Closed wkhunter closed 6 years ago
tesla p40, 20GB, train speed is very quick, but the validate is very slow.
validate.py was mostly intended for a quick way to see what the model is producing as output, beyond the summary statistics produced by test.py
. In particular, a feed_dict mechanism is used so one should not expect high throughput (though that doesn't seem to be your problem).
By 5000+ chars, do you mean that's how many output classes there are for CTC? That's a huge amount and I don't have any experience with models that wide.

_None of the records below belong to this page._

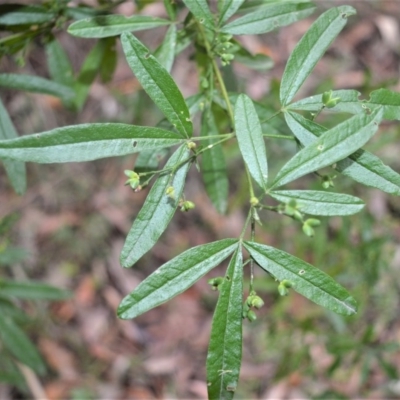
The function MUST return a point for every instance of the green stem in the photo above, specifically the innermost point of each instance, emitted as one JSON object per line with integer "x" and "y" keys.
{"x": 286, "y": 137}
{"x": 271, "y": 117}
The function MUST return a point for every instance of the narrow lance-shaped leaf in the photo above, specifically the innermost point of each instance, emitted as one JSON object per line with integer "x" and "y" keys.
{"x": 227, "y": 8}
{"x": 311, "y": 48}
{"x": 268, "y": 18}
{"x": 157, "y": 211}
{"x": 213, "y": 166}
{"x": 86, "y": 142}
{"x": 16, "y": 341}
{"x": 200, "y": 9}
{"x": 334, "y": 145}
{"x": 36, "y": 84}
{"x": 349, "y": 102}
{"x": 166, "y": 52}
{"x": 25, "y": 15}
{"x": 361, "y": 166}
{"x": 306, "y": 279}
{"x": 250, "y": 139}
{"x": 225, "y": 349}
{"x": 316, "y": 202}
{"x": 157, "y": 83}
{"x": 31, "y": 290}
{"x": 113, "y": 25}
{"x": 148, "y": 160}
{"x": 175, "y": 276}
{"x": 16, "y": 170}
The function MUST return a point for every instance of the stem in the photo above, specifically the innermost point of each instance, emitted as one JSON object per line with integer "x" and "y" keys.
{"x": 271, "y": 117}
{"x": 252, "y": 235}
{"x": 189, "y": 159}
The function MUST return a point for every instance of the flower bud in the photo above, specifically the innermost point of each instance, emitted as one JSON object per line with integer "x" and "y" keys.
{"x": 187, "y": 205}
{"x": 257, "y": 302}
{"x": 254, "y": 201}
{"x": 308, "y": 230}
{"x": 251, "y": 316}
{"x": 282, "y": 289}
{"x": 170, "y": 192}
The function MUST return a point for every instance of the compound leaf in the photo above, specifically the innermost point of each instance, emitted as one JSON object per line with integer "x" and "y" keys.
{"x": 332, "y": 146}
{"x": 250, "y": 140}
{"x": 306, "y": 279}
{"x": 200, "y": 9}
{"x": 86, "y": 142}
{"x": 16, "y": 341}
{"x": 157, "y": 211}
{"x": 268, "y": 18}
{"x": 225, "y": 349}
{"x": 361, "y": 166}
{"x": 113, "y": 25}
{"x": 213, "y": 166}
{"x": 175, "y": 276}
{"x": 311, "y": 48}
{"x": 157, "y": 83}
{"x": 15, "y": 170}
{"x": 316, "y": 202}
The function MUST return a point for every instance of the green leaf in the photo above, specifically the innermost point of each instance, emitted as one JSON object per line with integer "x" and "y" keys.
{"x": 317, "y": 202}
{"x": 258, "y": 62}
{"x": 89, "y": 70}
{"x": 361, "y": 166}
{"x": 311, "y": 48}
{"x": 109, "y": 61}
{"x": 250, "y": 139}
{"x": 225, "y": 349}
{"x": 29, "y": 15}
{"x": 16, "y": 170}
{"x": 15, "y": 340}
{"x": 36, "y": 84}
{"x": 31, "y": 290}
{"x": 307, "y": 280}
{"x": 157, "y": 83}
{"x": 227, "y": 8}
{"x": 389, "y": 100}
{"x": 213, "y": 165}
{"x": 86, "y": 142}
{"x": 334, "y": 145}
{"x": 200, "y": 9}
{"x": 349, "y": 102}
{"x": 165, "y": 54}
{"x": 175, "y": 276}
{"x": 113, "y": 25}
{"x": 268, "y": 18}
{"x": 157, "y": 211}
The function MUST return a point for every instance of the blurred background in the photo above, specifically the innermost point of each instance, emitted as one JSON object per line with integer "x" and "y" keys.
{"x": 69, "y": 227}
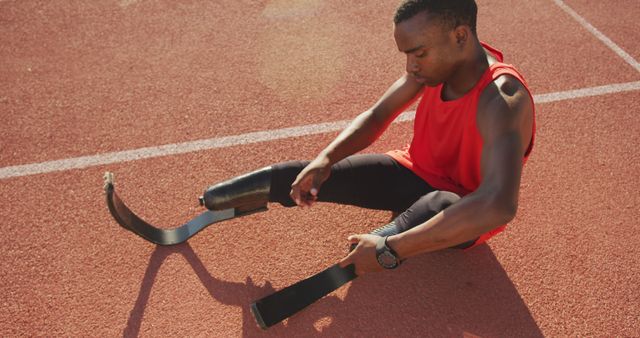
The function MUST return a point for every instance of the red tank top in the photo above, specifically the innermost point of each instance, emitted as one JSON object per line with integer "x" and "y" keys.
{"x": 447, "y": 146}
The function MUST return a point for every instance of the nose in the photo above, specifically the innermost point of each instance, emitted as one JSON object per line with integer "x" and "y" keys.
{"x": 412, "y": 65}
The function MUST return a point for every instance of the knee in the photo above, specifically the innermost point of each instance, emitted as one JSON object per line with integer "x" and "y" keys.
{"x": 440, "y": 200}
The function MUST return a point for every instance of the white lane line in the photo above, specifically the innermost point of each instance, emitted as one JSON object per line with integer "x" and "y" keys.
{"x": 256, "y": 137}
{"x": 586, "y": 92}
{"x": 612, "y": 45}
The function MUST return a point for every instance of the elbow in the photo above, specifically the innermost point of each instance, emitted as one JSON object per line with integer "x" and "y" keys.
{"x": 501, "y": 210}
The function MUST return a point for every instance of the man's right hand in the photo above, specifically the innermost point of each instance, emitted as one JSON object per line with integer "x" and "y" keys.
{"x": 304, "y": 190}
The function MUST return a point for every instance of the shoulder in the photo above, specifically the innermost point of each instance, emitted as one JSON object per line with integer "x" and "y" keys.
{"x": 504, "y": 103}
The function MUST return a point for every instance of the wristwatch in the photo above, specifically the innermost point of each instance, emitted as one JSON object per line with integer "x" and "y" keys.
{"x": 387, "y": 258}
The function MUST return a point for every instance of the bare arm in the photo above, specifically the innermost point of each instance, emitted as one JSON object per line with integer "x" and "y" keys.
{"x": 505, "y": 117}
{"x": 369, "y": 125}
{"x": 363, "y": 131}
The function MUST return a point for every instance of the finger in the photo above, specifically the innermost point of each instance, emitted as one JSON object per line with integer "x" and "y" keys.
{"x": 294, "y": 196}
{"x": 354, "y": 238}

Looking at the code, there are two possible suggestions I can make
I noticed that the image preprocessing happens on the CPU. Move the with tf.device(FLAGS.device):
above the assignments to proc_image
to include those on the GPU.
The beam width of the CTC beam search might be too large for a model with 5000 output classes and a sequence as long as yours (roughly 280/2=140 timesteps). Make the beam_width
parameter to the tf.nn.ctc_beam_search_decoder
smaller (the hard-coded value is 128.
You probably also want to run a python and perhaps tensorflow profiler to see exactly where the slowdown is.
I'll be glad to hear of any results you find.
i have tried as your suggestion. and yes, i have 5000+ classes, very huge. 1、Move the with tf.device(FLAGS.device): above the assignments to proc_image to include those on the GPU. 2、beam_width=1,#128, merge_repeated=False it's the CTC problem, now one picture need less than 1s, very quickly. now i try to find a way to make acu get better, thank you.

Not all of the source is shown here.